Register an application and the services

After you authenticate with the login function, you can try out to deploy the first application.

1. Upload the deployment description to the system. You can try using the deployment descriptor above.

The response contains the Application id and the id for all the application's services. Now the application and the services are registered to the platform. It's time to deploy the service instances!

You can always remove or create a new service for the application using the /api/services endpoints.

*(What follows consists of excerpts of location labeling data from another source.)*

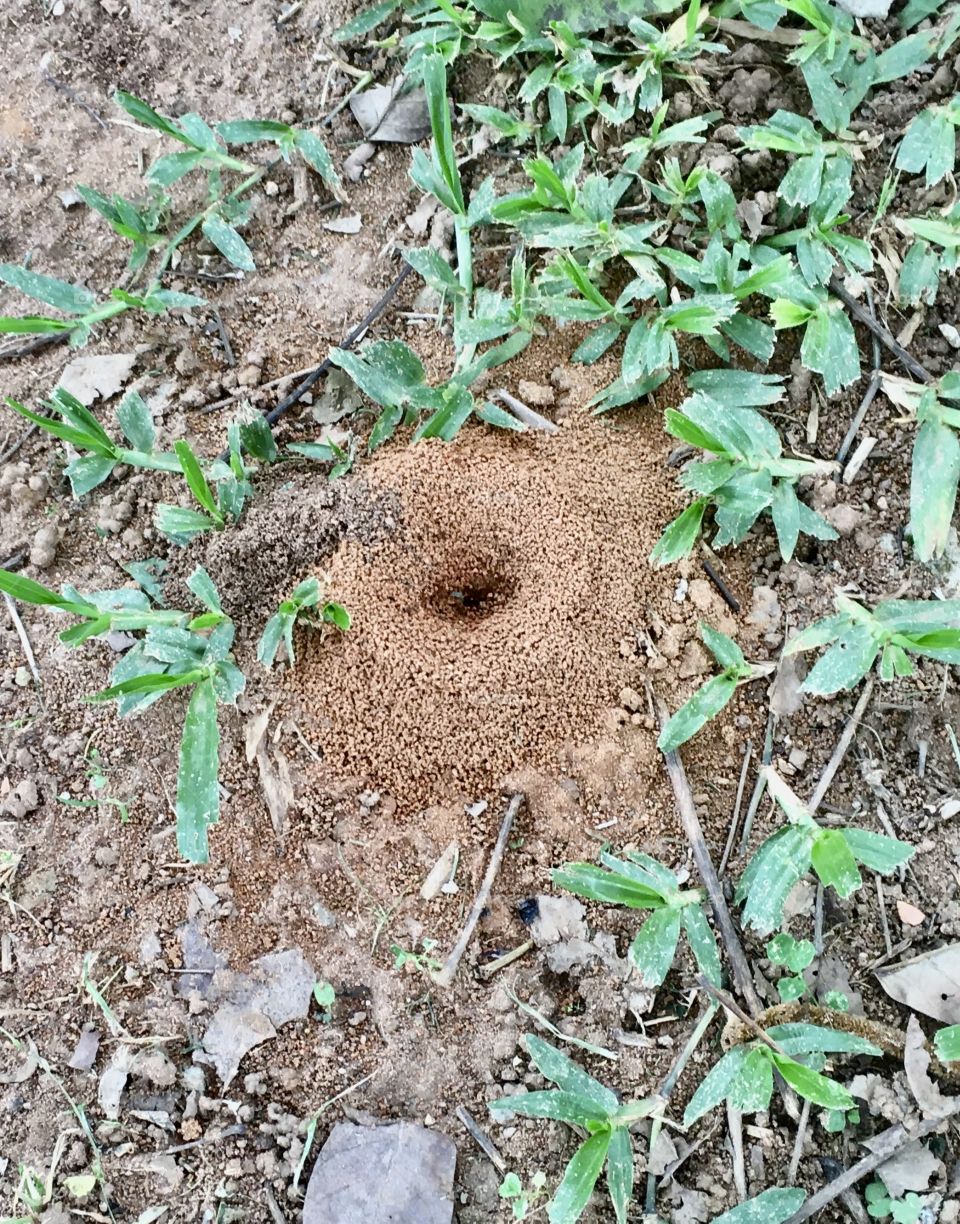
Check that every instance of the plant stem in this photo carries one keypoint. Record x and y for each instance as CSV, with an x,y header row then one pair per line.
x,y
465,273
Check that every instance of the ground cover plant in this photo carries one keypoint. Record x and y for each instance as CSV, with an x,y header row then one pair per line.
x,y
609,223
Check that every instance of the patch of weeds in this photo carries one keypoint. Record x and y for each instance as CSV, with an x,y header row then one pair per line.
x,y
176,651
641,883
893,632
748,474
582,1102
745,1075
787,854
424,961
279,628
882,1206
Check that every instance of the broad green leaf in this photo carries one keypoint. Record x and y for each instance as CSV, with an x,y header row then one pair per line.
x,y
724,649
197,790
785,511
680,536
151,682
230,245
694,714
715,1086
66,298
33,324
169,169
829,348
245,131
256,436
770,1207
817,634
145,114
933,482
620,1171
67,432
270,639
833,861
655,945
554,1065
337,615
792,954
27,591
753,1087
800,1039
562,1107
876,851
813,1086
703,943
136,422
366,20
87,473
643,869
845,664
196,480
781,862
740,388
314,152
595,884
202,585
579,1178
947,1043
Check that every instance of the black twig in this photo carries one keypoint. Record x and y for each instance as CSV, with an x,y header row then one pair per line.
x,y
348,343
63,87
883,334
730,599
872,388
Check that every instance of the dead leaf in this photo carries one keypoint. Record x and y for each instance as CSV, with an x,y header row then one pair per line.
x,y
338,398
916,1064
909,914
928,984
278,790
113,1081
390,116
910,1169
349,224
256,728
85,1053
97,376
784,692
26,1069
278,989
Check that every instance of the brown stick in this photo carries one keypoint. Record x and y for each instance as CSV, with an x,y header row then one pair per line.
x,y
448,972
888,1143
693,831
883,334
843,744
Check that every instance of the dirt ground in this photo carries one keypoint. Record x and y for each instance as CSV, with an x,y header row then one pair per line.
x,y
347,777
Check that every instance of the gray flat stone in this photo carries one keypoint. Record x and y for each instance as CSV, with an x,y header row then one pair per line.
x,y
394,1174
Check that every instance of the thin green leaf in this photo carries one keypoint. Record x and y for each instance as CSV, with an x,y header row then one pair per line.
x,y
573,1194
230,245
696,712
197,790
66,298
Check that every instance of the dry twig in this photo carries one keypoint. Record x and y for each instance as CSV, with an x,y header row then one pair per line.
x,y
448,972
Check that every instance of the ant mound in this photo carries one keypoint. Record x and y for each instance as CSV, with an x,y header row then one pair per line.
x,y
489,628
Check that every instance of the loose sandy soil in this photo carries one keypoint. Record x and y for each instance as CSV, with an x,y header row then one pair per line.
x,y
506,624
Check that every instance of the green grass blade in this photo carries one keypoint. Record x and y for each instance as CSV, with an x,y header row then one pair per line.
x,y
573,1194
197,790
196,480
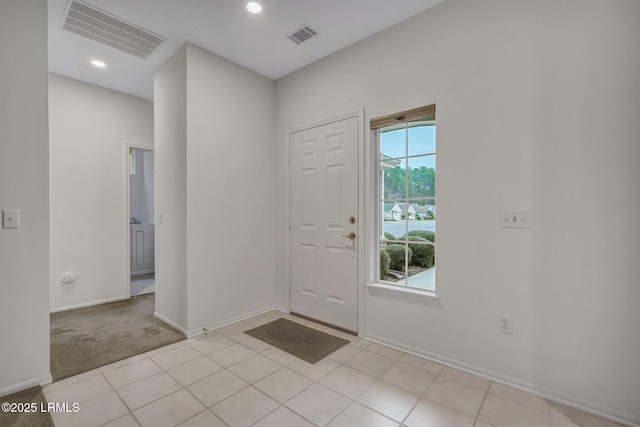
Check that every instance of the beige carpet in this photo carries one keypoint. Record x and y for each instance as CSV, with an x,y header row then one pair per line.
x,y
87,338
301,341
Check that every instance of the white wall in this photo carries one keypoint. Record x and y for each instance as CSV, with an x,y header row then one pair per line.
x,y
231,170
89,127
24,178
215,174
141,191
170,180
537,109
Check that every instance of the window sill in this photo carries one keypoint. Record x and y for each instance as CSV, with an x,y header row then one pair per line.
x,y
402,293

Deploy an instance of a registered service

1. Trigger a deployment of a service's instance using POST /api/service/{serviceid}/instance

each call to this endpoint generates a new instance of the service

Monitor the service status

1. With GET /api/aplications/<userid> (or simply /api/aplications/ if you're admin) you can check the list of the deployed application.
2. With GET /api/services/<appid> you can check the services attached to an application
3. With GET /api/service/<serviceid> you can check the status for all the instances of

Undeploy

• Use DELETE /api/service/<serviceid> to delete all the instances of a service
• Use DELETE /api/service/<serviceid>/instance/<instance number> to delete a specific instance of a service
• Use DELETE /api/application/<appid> to delete all together an application with all the services and instances

Cluster Status

• Use GET /api/clusters/ to get all the registered clusters.
• Use GET /api/clusters/active to get all the clusters currently active and their resources.

  Unikernel

  It is also possible to use Unikernels by changing the virtulization in of the microservice

  {
  "sla_version": "v2.0",
  "customerID": "Admin",
  "applications": [{
      "applicationID": "",
      "application_name": "nginx",
      "application_namespace": "test",
      "application_desc": "Simple demo of an Nginx server Unikernel",
      "microservices": [{
          "microserviceID": "",
          "microservice_name": "nginx",
          "microservice_namespace": "test",
          "virtualization": "unikernel",
          "cmd": [],
          "memory": 100,
          "vcpus": 1,
          "vgpus": 0,
          "vtpus": 0,
          "bandwidth_in": 0,
          "bandwidth_out": 0,
          "storage": 0,
          "code": "https://github.com/Sabanic-P/app-nginx/releases/download/v1.0/kernel.tar.gz",
          "arch": ["amd64"],
          "state": "",
          "port": "80:80",
          "addresses": {
              "rr_ip": "10.30.30.26"
          },
          "added_files": []
      }]
  }]
  }

  Differences to Container Deployment:

• virtualization: set to unikernel
• code: Specifies a the remote Unikernel accessible via http(s). There can be multiple Unikernels in the same string seperated via ",".
• arch: Specifies the architecture of the Unikernel given in code. The order of architectures must match the order of Unikernles given via the code field

🕸️ Networking

The network component is maintained in: https://www.oakestra.io/docs/networking

📈 Monitoring

The infrastructure monitoring stack provided is built on Grafana OSS toolset. It monitors both root and cluster services for comprehensive visibility. Default Grafana Dashboard credentials can be used:

• Username: admin
• Password: admin

To access the provisioned dashboards at:

• Root Infrastructure: <root_orch_ip>:3000
• Cluster Infrastructure: <cluster_orch_ip>:3001

More details about monitoring stack can be found in config/README.md.